Archive for the ‘Property Taxes’ Category

Property Tax Deadline Is Monday

Monday, December 10th, 2007

If you own property in California, Monday is the deadline to pay your first property tax bill. The bill must either be paid in person at your county’s tax-collector’s office or it must be postmarked by Monday. Your tax-collector may offer payments by credit card or over the Internet; you can check this by calling or looking at your county’s web site.

The second payment is due on April 10th.

Typos Count

Thursday, July 19th, 2007

I used to reside in Tulare County, located in California’s Central Valley. It’s prime agricultural land. It’s also one of the poorest counties in California. And the county will need to find $327,000.

The Dinuba Redevelopment Agency is funded through property taxes paid by various businesses in Dinuba.
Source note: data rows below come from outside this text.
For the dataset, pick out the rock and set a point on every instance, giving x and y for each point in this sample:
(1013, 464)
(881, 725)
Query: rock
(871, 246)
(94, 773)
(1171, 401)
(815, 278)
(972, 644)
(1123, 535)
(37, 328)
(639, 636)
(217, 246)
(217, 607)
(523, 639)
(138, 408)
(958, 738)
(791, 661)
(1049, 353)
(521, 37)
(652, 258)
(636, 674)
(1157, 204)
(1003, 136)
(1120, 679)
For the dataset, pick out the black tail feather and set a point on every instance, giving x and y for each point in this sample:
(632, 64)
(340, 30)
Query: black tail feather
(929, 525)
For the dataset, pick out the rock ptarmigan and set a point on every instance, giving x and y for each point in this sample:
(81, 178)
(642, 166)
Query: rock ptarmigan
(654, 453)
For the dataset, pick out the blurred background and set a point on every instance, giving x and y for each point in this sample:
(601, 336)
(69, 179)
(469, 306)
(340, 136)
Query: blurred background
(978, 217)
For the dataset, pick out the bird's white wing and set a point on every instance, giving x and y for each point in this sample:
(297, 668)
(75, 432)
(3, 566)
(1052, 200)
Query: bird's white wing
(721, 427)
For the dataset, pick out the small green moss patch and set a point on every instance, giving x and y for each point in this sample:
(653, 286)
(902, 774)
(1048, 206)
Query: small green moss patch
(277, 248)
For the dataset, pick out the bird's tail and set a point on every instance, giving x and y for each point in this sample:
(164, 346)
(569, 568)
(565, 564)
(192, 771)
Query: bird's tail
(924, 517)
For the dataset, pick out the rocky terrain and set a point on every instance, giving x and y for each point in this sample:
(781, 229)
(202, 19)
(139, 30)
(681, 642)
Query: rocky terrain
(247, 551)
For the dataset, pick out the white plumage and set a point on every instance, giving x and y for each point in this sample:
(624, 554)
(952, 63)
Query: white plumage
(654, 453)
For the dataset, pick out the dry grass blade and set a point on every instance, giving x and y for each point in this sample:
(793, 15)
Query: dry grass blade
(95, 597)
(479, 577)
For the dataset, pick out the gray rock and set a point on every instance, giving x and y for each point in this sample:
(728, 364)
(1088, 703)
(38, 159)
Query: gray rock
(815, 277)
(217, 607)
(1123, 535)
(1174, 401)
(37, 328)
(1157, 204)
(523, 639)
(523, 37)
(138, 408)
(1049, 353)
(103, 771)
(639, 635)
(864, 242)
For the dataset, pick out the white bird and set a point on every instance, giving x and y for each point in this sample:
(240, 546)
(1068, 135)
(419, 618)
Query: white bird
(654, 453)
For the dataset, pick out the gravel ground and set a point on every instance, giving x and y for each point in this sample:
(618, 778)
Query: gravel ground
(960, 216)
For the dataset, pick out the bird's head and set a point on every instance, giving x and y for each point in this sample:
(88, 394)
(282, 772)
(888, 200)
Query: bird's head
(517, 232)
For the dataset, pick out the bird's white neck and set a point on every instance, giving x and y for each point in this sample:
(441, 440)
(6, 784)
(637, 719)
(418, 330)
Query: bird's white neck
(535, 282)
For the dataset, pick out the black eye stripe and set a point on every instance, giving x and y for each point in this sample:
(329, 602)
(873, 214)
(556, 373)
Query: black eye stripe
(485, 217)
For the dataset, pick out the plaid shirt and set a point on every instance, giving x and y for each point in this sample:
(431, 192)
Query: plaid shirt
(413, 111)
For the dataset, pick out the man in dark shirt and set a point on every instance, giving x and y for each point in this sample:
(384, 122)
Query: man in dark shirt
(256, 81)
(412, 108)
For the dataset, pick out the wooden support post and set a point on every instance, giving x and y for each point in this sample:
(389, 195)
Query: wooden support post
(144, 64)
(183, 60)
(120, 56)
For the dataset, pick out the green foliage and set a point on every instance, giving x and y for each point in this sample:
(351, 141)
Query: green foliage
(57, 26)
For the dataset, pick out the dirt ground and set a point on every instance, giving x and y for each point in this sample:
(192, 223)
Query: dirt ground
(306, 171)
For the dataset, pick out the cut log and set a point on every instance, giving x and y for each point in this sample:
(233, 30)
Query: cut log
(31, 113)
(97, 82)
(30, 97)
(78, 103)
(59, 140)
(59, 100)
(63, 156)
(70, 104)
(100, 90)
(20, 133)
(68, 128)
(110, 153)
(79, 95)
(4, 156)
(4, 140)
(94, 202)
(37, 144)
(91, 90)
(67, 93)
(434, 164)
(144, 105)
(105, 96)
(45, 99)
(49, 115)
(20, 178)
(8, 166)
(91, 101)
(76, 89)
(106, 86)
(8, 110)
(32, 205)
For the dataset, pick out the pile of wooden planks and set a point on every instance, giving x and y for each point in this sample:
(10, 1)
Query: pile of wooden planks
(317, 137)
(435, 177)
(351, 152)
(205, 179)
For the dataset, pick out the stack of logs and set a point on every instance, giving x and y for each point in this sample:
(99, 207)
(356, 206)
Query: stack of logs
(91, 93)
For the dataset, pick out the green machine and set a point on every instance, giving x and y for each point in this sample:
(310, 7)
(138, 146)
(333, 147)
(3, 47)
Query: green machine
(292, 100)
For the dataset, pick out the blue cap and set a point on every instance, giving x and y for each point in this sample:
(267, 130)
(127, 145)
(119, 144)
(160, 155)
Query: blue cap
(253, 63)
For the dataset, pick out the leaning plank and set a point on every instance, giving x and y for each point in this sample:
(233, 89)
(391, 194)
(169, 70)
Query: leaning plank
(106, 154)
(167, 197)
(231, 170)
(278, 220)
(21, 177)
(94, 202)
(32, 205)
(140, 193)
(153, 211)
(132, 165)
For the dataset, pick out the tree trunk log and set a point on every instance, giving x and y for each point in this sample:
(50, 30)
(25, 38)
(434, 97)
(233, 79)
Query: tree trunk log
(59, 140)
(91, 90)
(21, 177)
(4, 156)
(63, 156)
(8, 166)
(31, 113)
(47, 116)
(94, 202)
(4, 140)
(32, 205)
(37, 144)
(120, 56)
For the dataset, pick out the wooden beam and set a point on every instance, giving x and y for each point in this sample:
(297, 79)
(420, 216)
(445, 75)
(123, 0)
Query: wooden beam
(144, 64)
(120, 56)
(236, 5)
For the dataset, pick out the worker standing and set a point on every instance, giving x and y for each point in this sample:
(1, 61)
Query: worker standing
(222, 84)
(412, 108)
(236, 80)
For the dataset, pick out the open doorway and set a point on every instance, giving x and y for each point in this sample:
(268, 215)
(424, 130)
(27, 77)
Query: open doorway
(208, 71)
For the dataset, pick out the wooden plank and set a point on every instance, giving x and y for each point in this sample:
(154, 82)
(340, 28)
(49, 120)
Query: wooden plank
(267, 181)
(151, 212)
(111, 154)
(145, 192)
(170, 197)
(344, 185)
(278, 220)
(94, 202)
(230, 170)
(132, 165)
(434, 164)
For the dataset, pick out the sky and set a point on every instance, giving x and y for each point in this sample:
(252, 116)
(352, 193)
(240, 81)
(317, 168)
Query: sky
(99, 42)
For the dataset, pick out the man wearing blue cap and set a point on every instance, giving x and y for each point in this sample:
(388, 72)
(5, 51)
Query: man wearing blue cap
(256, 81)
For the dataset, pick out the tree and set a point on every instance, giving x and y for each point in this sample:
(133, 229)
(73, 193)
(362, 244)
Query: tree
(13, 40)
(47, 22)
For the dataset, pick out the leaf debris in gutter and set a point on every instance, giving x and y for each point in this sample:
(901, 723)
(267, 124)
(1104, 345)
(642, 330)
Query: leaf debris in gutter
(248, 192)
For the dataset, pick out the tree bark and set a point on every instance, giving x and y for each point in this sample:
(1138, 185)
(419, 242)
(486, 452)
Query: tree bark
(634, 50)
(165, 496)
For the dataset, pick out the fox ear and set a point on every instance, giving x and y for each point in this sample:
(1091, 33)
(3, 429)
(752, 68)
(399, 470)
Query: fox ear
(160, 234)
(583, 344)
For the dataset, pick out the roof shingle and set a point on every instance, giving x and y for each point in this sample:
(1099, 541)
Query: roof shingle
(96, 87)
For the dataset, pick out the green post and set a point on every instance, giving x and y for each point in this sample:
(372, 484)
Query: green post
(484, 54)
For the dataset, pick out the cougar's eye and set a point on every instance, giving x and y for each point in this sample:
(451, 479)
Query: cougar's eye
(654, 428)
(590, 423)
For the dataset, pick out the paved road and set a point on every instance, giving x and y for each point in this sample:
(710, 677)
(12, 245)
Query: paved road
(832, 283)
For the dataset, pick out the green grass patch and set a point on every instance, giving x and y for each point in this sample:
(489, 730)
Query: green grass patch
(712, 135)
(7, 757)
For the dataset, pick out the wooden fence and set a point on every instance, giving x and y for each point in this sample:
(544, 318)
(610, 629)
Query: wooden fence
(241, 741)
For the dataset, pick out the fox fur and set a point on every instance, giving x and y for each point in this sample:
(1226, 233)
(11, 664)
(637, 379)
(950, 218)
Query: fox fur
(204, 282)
Unfortunately, the Tulare County Assessor misclassified some businesses in 1998. The error was discovered in 2004, and corrected. The Dinuba Redevelopment Agency asked that the error be fixed retroactively (so that the agency would receive $327,000); the county refused.

Dinuba took the case to court, and lost in Tulare County Superior Court. They appealed, and won at the 5th District Court of Appeals. Tulare County then appealed to the California Supreme Court; that court upheld the appeals court decision.

So it is important to check your property tax bills…both for the counties sending them to taxpayers and for taxpayers receiving them.

News Story: Tulare Advance-Register

First Property Tax Payment Due Today

Monday, December 11th, 2006

Just a reminder that the first installment of property taxes for Californians must be postmarked today. Alternatively, most County Assessor/Treasurer offices will remain open late for you to make payments.

A $399,878,100 Error

Monday, February 20th, 2006

Budgeting at the local (municipal, county, and township) level usually begins with the treasurer/tax collector telling the board here’s how much money we’re going to receive this year in property taxes based on the property valuation. The board then comes up with a budget. (Yes, I’m simplifying the process; however, this is essentially what is done.)

In Porter County, Indiana, someone made a typographical error on the valuation of a house in Valparaiso. Instead of the $121,900 it’s really worth, that unknown individual typed in $400,000,000. Typos happen all the time; usually there’s a process in place to check for things like that. I would have expected if the assessed valuation increased by $400,000,000 that someone would have looked to see what triggered it. They would have noticed that a house’s value increased just a bit; someone would investigate and the typo would be corrected.

But that didn’t happen. And all the agencies–cities, counties, school districts, etc.–budgeted based on the erroneous figure. The owner of the house decided not to pay taxes based on the $400,000,000 assessed valuation.

Now many, if not all, of the government agencies impacted by this will have to have layoffs. All because of a typographical error that should have been caught if proper budgeting analysis were done, and all of the agencies involved notified of the error.